L’Unicef indique encore que le conflit en Irak a poussé à la fuite 2,8 millions d’enfants.

En Syrie, la crise a commencé le 15 mars 2011 par des manifestations pacifiques qui ont été réprimées dans le sang, déclenchant une guerre civile qui a fait plus de 210.000 morts, selon l’Observatoire syrien des droits de l’Homme.

Le conflit s’est complexifié avec la montée en puissance en 2014 des jihadistes de l’Etat islamique (EI), qui contrôlent plusieurs régions.

En Irak, l’EI s’est aussi emparé de plusieurs pans de territoire au nord de Bagdad que les forces pro-gouvernementales tentent de reconquérir.

Près de 13.000 Syriens morts sous la torture dans les geôles du régime depuis 2011

Près de 13.000 Syriens sont morts sous la torture dans les prisons du régime de Bachar al-Assad depuis le début du conflit il y a quatre ans, rapporte vendredi l’Observatoire syrien des droits de l’Homme (OSDH).
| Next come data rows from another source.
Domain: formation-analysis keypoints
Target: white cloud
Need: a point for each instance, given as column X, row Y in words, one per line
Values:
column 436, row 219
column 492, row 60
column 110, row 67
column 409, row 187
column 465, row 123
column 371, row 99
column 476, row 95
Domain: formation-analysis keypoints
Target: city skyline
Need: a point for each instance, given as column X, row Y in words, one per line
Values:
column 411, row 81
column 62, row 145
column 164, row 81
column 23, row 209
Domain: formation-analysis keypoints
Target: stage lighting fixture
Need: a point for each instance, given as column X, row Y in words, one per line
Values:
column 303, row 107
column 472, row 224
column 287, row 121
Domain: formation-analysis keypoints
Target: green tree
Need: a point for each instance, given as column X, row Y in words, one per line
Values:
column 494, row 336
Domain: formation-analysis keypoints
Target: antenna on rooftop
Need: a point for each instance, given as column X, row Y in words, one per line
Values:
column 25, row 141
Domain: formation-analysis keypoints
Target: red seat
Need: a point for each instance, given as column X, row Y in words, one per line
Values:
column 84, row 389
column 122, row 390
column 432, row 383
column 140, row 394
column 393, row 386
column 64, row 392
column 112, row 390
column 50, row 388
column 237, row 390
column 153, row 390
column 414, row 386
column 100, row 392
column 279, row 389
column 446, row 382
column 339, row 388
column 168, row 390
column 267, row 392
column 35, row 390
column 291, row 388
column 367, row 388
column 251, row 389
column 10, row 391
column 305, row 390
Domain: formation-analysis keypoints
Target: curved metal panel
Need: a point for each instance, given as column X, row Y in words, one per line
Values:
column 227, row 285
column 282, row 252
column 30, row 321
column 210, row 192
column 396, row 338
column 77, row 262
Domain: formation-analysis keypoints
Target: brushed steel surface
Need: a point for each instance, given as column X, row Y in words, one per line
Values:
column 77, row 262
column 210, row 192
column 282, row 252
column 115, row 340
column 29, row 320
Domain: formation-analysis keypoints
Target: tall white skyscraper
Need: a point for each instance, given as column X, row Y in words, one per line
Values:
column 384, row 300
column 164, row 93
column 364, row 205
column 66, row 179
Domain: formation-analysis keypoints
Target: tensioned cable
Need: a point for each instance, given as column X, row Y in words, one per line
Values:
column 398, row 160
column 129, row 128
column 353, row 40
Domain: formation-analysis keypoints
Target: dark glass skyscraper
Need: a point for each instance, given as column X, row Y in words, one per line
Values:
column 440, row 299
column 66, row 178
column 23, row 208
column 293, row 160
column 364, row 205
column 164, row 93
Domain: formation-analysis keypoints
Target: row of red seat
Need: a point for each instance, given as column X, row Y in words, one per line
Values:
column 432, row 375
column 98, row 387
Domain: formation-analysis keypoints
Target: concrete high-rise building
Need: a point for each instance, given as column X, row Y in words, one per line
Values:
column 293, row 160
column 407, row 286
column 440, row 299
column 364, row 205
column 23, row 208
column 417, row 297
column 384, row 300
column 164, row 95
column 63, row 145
« L’OSDH a pu documenter 12.751 prisonniers morts sous la torture depuis le début de la révolte syrienne (…), dont 108 mineurs », a indiqué l’ONG qui dispose d’un large réseau de sources civiles, médicales et militaires à travers le pays. Le plus jeune de ces mineurs avait 12 ans.

D’après l’OSDH, ce chiffre n’inclut pas les 20.000 personnes portées disparues dans les geôles du régime.
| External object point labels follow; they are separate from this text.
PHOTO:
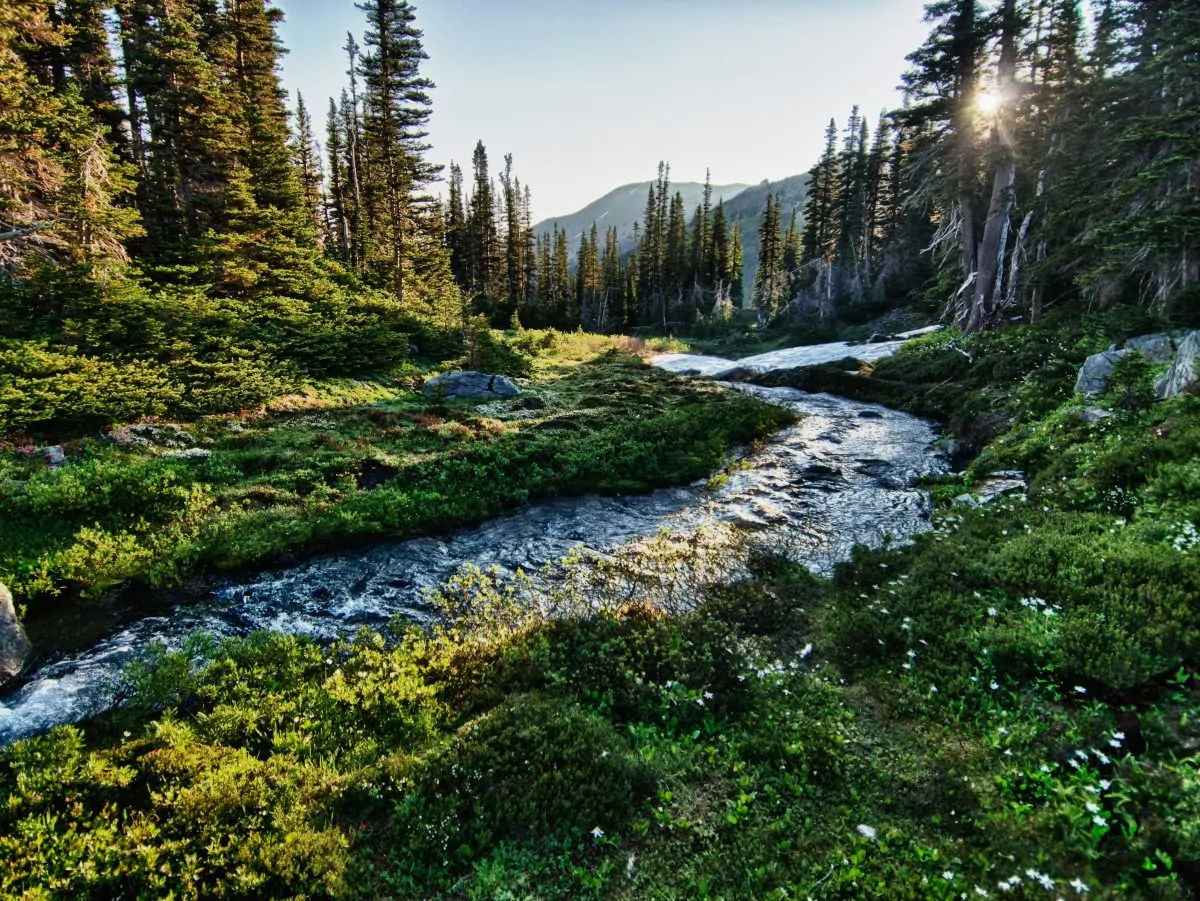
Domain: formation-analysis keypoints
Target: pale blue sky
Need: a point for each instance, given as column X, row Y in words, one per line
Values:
column 591, row 95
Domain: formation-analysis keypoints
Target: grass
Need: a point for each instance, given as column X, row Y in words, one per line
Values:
column 1006, row 707
column 348, row 461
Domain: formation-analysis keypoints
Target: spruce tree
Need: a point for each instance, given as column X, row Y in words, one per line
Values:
column 306, row 158
column 396, row 108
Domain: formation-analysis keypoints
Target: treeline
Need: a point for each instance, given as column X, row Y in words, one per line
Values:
column 678, row 271
column 1032, row 162
column 168, row 238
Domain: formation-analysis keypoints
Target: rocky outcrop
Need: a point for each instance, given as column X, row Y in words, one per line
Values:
column 1185, row 372
column 15, row 644
column 54, row 456
column 1097, row 368
column 737, row 373
column 190, row 454
column 469, row 383
column 1156, row 348
column 993, row 487
column 147, row 436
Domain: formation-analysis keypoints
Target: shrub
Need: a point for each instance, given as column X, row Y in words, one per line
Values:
column 529, row 769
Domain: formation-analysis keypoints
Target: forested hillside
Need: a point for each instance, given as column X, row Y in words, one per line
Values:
column 361, row 539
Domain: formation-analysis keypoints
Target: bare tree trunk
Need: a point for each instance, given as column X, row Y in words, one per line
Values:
column 1019, row 253
column 1000, row 206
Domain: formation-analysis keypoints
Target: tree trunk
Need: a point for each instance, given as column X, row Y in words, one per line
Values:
column 989, row 258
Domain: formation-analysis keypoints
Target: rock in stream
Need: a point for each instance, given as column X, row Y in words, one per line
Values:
column 845, row 474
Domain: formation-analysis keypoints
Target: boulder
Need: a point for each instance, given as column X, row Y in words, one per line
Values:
column 1092, row 414
column 1156, row 348
column 469, row 384
column 53, row 456
column 1097, row 370
column 1185, row 372
column 15, row 647
column 738, row 373
column 190, row 454
column 147, row 436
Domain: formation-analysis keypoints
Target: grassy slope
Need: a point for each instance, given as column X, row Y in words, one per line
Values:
column 1008, row 702
column 594, row 419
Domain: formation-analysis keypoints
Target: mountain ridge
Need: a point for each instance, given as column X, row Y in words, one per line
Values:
column 625, row 204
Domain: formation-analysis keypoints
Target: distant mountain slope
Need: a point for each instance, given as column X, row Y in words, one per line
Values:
column 624, row 206
column 749, row 205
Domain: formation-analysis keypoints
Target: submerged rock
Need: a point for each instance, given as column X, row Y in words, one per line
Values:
column 469, row 383
column 1185, row 372
column 15, row 647
column 738, row 373
column 190, row 454
column 993, row 487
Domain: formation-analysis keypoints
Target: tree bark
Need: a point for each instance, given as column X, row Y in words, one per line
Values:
column 983, row 301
« Certains proches des martyrs ont été obligés de signer des déclarations où ils affirmaient que les victimes avaient été tuées par les rebelles » qui cherchent à renverser le régime depuis quatre ans, affirme l’Observatoire.

Depuis le début le 15 mars 2011 de la révolte pacifique contre le régime, qui s’est transformée par la suite en une guerre civile sanglante, plus de 200.000 personnes ont été détenues dans les prisons et les sièges des redoutables services de renseignements syriens.

En 2013, l’ONG Human Rights Watch avait indiqué dans un rapport que les services de sécurité forçaient les détenus à se mettre dans des positions douloureuses et leur faisaient subir des abus sexuels, dont le viol et des chocs électriques sur leurs parties génitales.

Vendredi, l’ONU a dénoncé l' »inacceptable » coût humain du conflit, qui a fait plus de 210 000 morts, et a pressé les dirigeants mondiaux à mettre de côté leurs « différences » pour mettre fin aux souffrances des civils.

Selon les Nations unies, plus de 12,2 millions de personnes en Syrie ont besoin d’une aide d’urgence. La guerre a par ailleurs poussé 3,9 millions de personnes à fuir le pays.

Et les combats continuent de faire rage sur plusieurs fronts, entre régime et rebelles, entre jihadistes et rebelles et entre jihadistes et forces kurdes.

Ces dernières ont appelé vendredi la coalition internationale dirigée par les Etats-Unis à les aider contre le groupe extrémiste Etat islamique (EI), qui mobilise un grand nombre de combattants pour prendre deux localités dans le nord-est de la Syrie.

L’EI tente depuis près d’une semaine de s’emparer de Tall Tamer, dans la province de Hassaké, après avoir pris 11 localités chrétiennes assyriennes dans la zone et kidnappé plusieurs dizaines de ses habitants.

Tall Tamer est importante car elle se situe sur un carrefour menant à la fois à la frontière turque, au nord, et à la frontière avec l’Irak, plus à l’est.

L’assaut de l’EI intervient après que le groupe a perdu le 27 février son bastion de la province de Hassaké, Tall Hamis, ainsi que sa bataille contre les Kurdes à Kobané, à la frontière turque, en janvier, grâce notamment aux bombardements de la coalition.

Les forces kurdes (Unités de protection du peuple) ont appelé dans un communiqué la coalition à « participer à la bataille de Tall Tamer (…) pour empêcher tout massacre contre des civils sans défense ».

En outre, l’EI tente de prendre la localité de Ras al-Aïn, située à la frontière avec la Turquie.

L’EI, composé en majorité de djihadistes étrangers, contrôle de larges territoires en Irak et en Syrie, où il commet des atrocités contre ceux qu’il considère comme ses ennemis.

En Turquie, le chef de la diplomatie Mevlut Cavusoglu a affirmé que l’agent étranger qui avait aidé trois jeunes filles britanniques à rejoindre l’EI en Syrie le 17 février est un ressortissant syrien travaillant au profit d’un des pays de la coalition internationale.